A three-equation simultaneous system is used to model the industrial property market in Great Britain. Strong relationships are found between new industrial building supply and both real rents and construction costs, and between rents, industrial floorspace availability and the gross domestic product. The performance of ex post simulations of new building supply, rents and floorspace availability are satisfactory with the exception of rent simulations post 1993. The central forecast of the model indicates a quiet market until 2001 (lower level of new supply, constant levels of real rents and increasing availability of industrial space) but a more active market in 2002 and 2003. This study suggests that simultaneous equation models can prove useful alternative tools in analyzing the industrial property market and generating forecasts both at the aggregate and more localized level of analysis.

Introduction

Existing empirical work on industrial property markets has resulted in a better understanding of the workings of this market. This research has produced valuable findings on the nature of the influences determining industrial market behavior and adjustments. Developers, investors and others with an interest in industrial property have at their disposal a set of information regarding the forces that affect demand for industrial space, industrial price determination and the supply of new industrial space. Of particular significance to the investigation of these issues has been the quantitative analysis that many researchers have undertaken. Quantitative studies have provided a very useful means to empirically investigate processes in the market based on different theoretical premises and utilizing alternative methodologies. The outcome has been an increasing amount of empirical evidence on key relationships in the industrial market.

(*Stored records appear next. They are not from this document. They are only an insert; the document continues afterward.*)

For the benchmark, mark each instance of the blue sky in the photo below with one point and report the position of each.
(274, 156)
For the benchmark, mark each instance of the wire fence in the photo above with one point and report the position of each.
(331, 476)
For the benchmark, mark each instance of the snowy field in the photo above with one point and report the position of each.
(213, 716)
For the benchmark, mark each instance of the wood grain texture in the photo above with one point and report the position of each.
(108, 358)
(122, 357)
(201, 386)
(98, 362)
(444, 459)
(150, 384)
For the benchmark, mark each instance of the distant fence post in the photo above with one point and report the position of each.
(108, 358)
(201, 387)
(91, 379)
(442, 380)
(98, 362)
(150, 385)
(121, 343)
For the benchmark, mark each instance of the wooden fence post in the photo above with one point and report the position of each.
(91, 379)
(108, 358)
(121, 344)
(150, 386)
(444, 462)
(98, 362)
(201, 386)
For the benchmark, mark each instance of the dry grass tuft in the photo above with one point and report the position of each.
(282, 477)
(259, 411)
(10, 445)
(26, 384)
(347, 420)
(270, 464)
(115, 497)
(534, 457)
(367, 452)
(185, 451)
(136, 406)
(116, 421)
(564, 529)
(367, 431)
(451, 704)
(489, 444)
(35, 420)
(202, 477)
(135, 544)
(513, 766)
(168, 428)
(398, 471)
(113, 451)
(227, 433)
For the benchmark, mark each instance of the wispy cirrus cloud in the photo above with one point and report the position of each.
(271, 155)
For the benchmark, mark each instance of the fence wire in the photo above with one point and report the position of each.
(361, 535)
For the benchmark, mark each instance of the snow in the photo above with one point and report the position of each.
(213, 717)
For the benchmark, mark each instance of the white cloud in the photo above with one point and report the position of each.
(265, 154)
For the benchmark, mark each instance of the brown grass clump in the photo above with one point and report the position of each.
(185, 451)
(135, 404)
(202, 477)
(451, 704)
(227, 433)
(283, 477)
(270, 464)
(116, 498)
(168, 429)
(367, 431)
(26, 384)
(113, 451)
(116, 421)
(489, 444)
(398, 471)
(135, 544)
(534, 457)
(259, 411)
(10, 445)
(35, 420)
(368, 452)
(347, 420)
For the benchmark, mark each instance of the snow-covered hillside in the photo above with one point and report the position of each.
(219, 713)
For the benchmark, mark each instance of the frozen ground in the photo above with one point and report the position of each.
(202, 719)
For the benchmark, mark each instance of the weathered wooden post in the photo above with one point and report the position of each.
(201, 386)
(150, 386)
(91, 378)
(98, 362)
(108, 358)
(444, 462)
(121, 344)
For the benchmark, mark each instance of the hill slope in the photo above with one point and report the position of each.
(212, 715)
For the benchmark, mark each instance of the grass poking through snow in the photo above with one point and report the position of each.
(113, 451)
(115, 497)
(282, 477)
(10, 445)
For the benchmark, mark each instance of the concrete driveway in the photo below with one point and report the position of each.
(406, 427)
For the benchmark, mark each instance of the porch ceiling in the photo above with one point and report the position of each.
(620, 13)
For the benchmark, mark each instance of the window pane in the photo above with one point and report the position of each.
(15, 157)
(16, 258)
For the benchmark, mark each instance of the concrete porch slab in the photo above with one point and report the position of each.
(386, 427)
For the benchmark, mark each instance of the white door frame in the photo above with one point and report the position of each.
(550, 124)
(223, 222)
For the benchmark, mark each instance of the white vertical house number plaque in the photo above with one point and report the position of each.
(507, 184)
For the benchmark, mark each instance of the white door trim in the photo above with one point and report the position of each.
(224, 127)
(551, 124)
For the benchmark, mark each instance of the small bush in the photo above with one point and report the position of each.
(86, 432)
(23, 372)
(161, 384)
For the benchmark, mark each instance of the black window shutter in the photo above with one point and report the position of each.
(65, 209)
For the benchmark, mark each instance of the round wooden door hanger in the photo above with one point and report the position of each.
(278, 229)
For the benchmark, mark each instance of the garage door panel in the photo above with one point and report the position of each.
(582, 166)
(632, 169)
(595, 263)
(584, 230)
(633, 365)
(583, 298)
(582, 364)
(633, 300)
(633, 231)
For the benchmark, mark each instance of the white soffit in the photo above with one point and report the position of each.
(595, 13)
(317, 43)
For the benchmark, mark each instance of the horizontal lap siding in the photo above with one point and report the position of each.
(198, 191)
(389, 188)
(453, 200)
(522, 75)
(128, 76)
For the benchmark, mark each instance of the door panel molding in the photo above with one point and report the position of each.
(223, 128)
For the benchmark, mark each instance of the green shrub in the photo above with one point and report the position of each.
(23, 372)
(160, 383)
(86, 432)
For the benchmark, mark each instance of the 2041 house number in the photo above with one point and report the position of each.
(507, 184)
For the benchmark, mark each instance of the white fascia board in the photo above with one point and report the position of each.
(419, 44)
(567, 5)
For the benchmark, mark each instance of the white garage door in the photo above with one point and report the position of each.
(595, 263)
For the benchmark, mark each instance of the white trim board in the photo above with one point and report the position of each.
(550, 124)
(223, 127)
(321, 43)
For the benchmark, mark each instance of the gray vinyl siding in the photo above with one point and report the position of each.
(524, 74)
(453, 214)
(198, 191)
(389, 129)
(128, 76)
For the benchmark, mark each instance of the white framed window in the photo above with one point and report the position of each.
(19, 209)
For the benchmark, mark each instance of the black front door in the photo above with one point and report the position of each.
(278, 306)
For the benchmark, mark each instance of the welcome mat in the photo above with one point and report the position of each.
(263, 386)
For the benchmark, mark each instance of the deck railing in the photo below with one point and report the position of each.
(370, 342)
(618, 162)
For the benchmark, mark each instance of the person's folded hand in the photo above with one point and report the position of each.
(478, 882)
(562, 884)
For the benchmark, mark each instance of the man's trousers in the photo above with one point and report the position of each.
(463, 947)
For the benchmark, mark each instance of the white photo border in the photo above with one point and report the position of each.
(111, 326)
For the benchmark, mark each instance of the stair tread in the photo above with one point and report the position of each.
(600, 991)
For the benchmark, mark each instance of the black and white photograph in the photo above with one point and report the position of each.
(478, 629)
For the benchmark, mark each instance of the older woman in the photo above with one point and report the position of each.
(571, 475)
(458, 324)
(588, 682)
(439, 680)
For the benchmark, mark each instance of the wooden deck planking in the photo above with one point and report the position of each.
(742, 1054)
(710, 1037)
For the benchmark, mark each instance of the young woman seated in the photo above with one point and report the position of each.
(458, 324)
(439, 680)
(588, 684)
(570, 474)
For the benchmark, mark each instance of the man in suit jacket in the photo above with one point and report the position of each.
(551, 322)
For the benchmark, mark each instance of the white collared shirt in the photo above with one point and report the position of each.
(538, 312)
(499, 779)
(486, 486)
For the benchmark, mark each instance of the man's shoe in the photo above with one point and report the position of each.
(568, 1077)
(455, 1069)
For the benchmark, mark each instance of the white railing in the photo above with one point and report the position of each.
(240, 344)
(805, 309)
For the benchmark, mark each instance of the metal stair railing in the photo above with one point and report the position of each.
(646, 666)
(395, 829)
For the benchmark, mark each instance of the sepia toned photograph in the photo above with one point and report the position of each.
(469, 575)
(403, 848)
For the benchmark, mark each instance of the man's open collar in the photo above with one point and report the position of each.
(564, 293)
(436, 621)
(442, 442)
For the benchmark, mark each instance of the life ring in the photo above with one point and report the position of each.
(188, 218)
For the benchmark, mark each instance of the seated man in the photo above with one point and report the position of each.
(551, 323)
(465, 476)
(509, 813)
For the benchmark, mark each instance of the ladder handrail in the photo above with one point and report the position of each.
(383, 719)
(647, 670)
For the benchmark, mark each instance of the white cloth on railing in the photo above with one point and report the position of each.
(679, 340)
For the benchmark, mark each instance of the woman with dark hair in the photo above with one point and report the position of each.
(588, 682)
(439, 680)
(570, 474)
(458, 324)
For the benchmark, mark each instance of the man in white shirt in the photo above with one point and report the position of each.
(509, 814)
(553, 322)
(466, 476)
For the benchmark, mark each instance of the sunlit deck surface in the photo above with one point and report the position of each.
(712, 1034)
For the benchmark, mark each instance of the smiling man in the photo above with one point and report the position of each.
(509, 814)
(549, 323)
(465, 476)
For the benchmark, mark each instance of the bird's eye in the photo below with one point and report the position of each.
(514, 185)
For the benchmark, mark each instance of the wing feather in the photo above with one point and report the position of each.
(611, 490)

The quantitative literature on the industrial property market is dominated by studies that have shed light on the factors that govern the variation in rents and prices and in industrial property development. Industrial rents are impacted by macroeconomic and industrial sector trends and variables such as the gross domestic product and manufacturing output have appeared significant in current work (RICS, 1994; and Thompson and Tsolacos, 1999). Other research has found that the variation in rents and the value of industrial property is explained by monetary variables and industrial production (Atteberry and Rutherford, 1993), by general and local market conditions (Hoag, 1980; and Buttimer, Rutherford and Witten, 1997), and by property and location specific factors (Ambrose, 1990; Baum, 1991; Fehribach, Rutherford and Eakin, 1993; and Lockwood and Rutherford, 1996). More recently, Thompson (1998) proposed an empirically defined quality standard for industrial property, scoring the various aspects of an industrial building and its immediate environment and correlating this with independently derived estimates of rental value.

Similarly, the literature has identified key variables that drive the supply of new industrial space. Macroeconomic and financial variables including the gross domestic product, manufacturing output, employment, unemployment, interest rates and the cost of capital appear to be important determinants of new industrial building production (Nicholson and Tebbutt, 1979; Barras and Ferguson, 1987; Wheaton and Torto, 1990; Kling and McCue, 1991; RICS, 1994; Giussani and Tsolacos, 1994; and Tsolacos, 1995). RICS ( 1994) have found support for industrial rent and the employment/floorspace ratio variables. Two other studies by McGough and Tsolacos (1995a, 1997) demonstrate the regularities between the industrial property development cycle in relation to the cyclical movements of key macroeconomic, financial and property market aggregates in the United Kingdom.